1.1 Voor de beoordeling van de klacht wordt, gelet op de stukken, van de volgende vaststaande feiten uitgegaan.

1.2 Klaagster is enig erfgename van erflaatster, die in 1990 is overleden. Erflaatster heeft in haar testament mevrouw H. tot executeur-testamentair benoemd. De kantonrechter heeft mevrouw H. , op haar verzoek, met ingang van 1 januari 2009 ontslagen als executeur-testamentair in de nalatenschap van erflaatster.

1.3 Klaagster procedeert sinds 2009 tegen de executeur-testamentair. Zij vordert onder meer betaling van een hogere rentevergoeding (van 3%, in plaats van de door haar ontvangen 0,75%) over het uit de nalatenschap ontvangen bedrag (in hoofdsom circa NLG 17.900/EUR 8.170).

1.4 Klaagster treedt in deze procedure voor zichzelf op. Verweerder is advocaat van de executeur.

1.5 De vorderingen van klaagster zijn in twee instanties afgewezen, door de Rechtbank Haarlem op 20 oktober 2010 en door het Gerechtshof Amsterdam op 17 juli 2012.

2 KLACHT

2.1 De klacht houdt, zakelijk weergegeven, in dat verweerder tuchtrechtelijk verwijtbaar heeft gehandeld als bedoeld in artikel 46 Advocatenwet doordat hij zich in de memorie van antwoord van 6 maart 2012 onnodig grievend heeft uitgelaten over klaagster.

2.2 Ter toelichting stelt klaagster dat verweerder onvoldoende afstand tot haar heeft bewaard en zich te veel heeft vereenzelvigd met zijn cliënte.

2.3 Bij brief van 23 april 2012 heeft klaagster haar klacht ter kennis van de deken gebracht.

3 VERWEER

3.1 Verweerder betwist zich onnodig grievend te hebben uitgelaten over klaagster. Met de bewoordingen die hij de memorie van antwoord heeft gebruikt, heeft hij aandacht willen vestigen op de, in de visie van zijn cliënte, onjuiste handelwijze van klaagster in deze procedure. Overigens heeft hij in de procedure in eerste instantie vergelijkbare bewoordingen gebruikt en heeft klaagster daar destijds niet tegen geageerd.

4 BEOORDELING

4.1 De voorzitter stelt voorop dat, nu de klacht is gericht tegen de advocaat van klaagsters wederpartij, heeft te gelden de door het Hof van Discipline – de hoogste instantie in het advocatentuchtrecht – gehanteerde maatstaf dat de advocaat van de wederpartij een grote mate van vrijheid toekomt de belangen van zijn cliënt te behartigen op een wijze die hem goeddunkt. Het is immers de primaire taak van een advocaat zijn cliënt bij te staan en dus partijdig te zijn.
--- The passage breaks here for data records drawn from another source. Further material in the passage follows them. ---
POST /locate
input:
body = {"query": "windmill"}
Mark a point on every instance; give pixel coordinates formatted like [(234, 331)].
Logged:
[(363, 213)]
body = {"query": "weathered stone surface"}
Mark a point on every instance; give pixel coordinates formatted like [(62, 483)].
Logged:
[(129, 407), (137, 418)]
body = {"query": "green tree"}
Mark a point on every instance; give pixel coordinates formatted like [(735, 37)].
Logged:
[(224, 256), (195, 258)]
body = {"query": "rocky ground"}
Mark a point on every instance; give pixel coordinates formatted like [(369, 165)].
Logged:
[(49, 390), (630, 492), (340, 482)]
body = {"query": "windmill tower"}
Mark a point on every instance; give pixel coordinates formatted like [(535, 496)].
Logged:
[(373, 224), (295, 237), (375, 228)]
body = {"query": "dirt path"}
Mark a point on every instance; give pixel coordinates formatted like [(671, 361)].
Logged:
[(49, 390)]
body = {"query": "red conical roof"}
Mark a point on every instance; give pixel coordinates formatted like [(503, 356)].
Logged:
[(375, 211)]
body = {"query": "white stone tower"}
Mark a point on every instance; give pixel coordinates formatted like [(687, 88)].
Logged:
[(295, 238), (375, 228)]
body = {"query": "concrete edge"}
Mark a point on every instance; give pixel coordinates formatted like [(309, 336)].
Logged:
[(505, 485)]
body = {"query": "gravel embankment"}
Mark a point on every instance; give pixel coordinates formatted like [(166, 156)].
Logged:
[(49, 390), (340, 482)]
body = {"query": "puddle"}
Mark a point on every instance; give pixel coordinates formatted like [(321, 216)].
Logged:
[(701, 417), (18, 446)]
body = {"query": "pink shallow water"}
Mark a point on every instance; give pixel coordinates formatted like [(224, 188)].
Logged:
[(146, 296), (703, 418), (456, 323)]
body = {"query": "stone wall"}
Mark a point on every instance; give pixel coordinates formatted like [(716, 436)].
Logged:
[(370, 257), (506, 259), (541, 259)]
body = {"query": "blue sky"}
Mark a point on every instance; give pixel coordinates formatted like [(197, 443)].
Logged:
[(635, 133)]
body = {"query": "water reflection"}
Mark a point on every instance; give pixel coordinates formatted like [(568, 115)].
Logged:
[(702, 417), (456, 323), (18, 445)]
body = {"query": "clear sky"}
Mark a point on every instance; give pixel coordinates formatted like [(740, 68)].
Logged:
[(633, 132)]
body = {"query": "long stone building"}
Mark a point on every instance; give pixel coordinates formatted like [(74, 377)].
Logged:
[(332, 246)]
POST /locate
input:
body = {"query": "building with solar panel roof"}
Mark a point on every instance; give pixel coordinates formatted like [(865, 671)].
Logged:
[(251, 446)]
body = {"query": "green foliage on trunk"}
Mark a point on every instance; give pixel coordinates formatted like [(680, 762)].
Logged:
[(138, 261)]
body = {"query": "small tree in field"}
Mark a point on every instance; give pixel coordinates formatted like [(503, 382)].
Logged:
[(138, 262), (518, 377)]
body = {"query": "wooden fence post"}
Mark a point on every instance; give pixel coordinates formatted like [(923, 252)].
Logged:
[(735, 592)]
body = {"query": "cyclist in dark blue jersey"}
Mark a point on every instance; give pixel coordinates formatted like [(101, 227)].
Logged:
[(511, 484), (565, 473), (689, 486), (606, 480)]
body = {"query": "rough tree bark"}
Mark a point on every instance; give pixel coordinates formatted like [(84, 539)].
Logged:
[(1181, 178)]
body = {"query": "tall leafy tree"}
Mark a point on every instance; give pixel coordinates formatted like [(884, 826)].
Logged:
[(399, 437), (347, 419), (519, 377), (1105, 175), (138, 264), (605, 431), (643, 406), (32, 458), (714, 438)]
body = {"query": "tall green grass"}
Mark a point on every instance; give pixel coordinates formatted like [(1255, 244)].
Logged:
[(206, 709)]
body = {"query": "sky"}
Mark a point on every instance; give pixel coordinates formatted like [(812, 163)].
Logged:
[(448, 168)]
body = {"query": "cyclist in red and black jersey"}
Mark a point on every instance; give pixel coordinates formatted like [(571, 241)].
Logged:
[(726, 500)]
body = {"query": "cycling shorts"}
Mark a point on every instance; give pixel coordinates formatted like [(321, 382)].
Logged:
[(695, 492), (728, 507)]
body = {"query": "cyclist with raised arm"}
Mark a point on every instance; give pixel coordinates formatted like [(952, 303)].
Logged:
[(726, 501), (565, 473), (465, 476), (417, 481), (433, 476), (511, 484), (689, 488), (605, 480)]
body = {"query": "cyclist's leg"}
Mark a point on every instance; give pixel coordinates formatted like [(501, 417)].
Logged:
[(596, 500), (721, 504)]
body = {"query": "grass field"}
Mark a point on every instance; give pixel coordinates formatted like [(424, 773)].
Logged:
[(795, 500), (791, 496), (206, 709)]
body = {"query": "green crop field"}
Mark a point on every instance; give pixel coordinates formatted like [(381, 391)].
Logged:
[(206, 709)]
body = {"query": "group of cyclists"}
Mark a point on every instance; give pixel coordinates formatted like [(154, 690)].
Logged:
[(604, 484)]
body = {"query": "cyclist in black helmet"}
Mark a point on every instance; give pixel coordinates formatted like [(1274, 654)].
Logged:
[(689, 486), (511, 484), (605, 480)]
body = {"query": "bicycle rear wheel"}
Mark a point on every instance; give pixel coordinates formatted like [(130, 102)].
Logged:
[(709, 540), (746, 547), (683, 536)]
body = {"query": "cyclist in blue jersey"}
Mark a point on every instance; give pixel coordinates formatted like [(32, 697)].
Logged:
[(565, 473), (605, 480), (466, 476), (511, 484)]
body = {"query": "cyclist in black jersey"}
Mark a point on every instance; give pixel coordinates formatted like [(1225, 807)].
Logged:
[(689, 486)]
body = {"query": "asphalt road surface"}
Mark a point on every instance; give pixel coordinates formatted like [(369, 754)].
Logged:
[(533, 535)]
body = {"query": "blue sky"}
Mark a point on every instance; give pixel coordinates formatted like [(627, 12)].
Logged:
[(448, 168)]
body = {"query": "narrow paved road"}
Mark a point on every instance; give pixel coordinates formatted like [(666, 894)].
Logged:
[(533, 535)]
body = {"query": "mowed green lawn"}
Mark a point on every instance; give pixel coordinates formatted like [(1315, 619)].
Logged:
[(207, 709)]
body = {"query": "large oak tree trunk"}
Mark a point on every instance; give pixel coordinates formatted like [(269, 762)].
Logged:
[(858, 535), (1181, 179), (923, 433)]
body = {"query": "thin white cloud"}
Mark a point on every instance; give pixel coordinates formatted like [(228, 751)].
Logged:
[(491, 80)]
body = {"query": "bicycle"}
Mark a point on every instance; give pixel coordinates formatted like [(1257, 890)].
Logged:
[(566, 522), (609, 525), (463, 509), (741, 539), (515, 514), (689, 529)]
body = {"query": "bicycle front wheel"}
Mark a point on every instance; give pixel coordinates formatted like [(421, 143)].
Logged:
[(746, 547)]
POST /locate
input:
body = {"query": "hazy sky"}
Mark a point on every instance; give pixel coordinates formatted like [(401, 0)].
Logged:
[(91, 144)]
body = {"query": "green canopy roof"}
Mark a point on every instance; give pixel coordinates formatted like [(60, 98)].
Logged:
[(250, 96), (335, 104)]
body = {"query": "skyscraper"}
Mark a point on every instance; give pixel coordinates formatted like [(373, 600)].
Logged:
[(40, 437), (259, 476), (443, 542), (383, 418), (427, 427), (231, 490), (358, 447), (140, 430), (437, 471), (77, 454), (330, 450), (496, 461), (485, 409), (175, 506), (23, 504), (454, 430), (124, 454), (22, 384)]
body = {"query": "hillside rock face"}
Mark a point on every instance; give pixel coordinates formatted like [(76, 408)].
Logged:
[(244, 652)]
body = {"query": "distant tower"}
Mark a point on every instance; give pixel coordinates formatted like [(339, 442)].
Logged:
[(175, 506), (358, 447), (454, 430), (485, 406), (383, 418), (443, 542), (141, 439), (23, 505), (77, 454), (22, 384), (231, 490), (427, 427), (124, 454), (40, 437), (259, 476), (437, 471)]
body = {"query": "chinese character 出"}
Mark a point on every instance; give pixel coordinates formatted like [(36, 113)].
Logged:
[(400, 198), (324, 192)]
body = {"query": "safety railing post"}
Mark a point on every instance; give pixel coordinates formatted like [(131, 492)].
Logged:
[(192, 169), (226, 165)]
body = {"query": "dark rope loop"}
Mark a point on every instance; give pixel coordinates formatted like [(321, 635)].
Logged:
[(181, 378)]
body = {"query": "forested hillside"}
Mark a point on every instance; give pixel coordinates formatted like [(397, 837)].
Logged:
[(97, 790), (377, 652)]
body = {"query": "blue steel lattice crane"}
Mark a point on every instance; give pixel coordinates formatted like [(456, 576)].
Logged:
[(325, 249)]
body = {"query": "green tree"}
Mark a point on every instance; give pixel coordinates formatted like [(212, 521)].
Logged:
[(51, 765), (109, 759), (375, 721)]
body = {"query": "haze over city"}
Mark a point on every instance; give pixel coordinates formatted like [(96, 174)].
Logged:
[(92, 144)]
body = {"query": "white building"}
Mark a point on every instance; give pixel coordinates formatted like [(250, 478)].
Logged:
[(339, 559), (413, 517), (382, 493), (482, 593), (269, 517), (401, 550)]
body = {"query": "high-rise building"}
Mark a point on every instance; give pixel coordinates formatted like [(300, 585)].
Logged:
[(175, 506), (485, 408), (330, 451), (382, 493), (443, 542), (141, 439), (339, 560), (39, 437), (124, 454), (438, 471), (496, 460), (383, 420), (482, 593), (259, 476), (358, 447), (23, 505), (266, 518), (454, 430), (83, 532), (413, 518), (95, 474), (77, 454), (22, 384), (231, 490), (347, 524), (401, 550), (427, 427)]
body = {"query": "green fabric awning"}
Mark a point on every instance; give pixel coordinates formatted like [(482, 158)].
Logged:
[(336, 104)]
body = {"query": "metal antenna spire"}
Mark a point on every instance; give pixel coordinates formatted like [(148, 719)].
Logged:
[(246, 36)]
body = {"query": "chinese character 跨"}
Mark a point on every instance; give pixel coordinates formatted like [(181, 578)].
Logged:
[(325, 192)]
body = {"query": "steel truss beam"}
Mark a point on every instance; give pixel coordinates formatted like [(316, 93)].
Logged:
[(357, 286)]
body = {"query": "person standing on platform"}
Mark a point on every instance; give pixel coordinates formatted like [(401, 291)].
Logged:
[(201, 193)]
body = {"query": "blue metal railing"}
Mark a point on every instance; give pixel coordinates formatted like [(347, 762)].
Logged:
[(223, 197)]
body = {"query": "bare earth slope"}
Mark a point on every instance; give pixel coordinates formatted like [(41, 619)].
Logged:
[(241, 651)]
4.2 Bedoelde vrijheid is echter niet onbegrensd. Deze kan onder meer worden ingeperkt, indien de advocaat (1) zich onnodig grievend uitlaat over de wederpartij, (2) feiten poneert waarvan hij weet of redelijkerwijs kan weten dat zij in strijd met de waarheid zijn, of indien (3) de advocaat (anderszins) bij de behartiging van de belangen van zijn cliënt de belangen van de wederpartij onnodig of onevenredig schaadt zonder dat daarmee een redelijk doel wordt gediend. Met betrekking tot de onder (2) genoemde beperking moet voorts in het oog worden gehouden dat de advocaat de belangen van zijn cliënt dient te behartigen aan de hand van het feitenmateriaal dat zijn cliënt hem verschaft en dat hij in het algemeen mag afgaan op de juistheid van dat feitenmateriaal en slechts in uitzonderingsgevallen is gehouden de juistheid daarvan te verifiëren. De voorzitter zal het optreden van verweerder aan de hand van deze maatstaf beoordelen.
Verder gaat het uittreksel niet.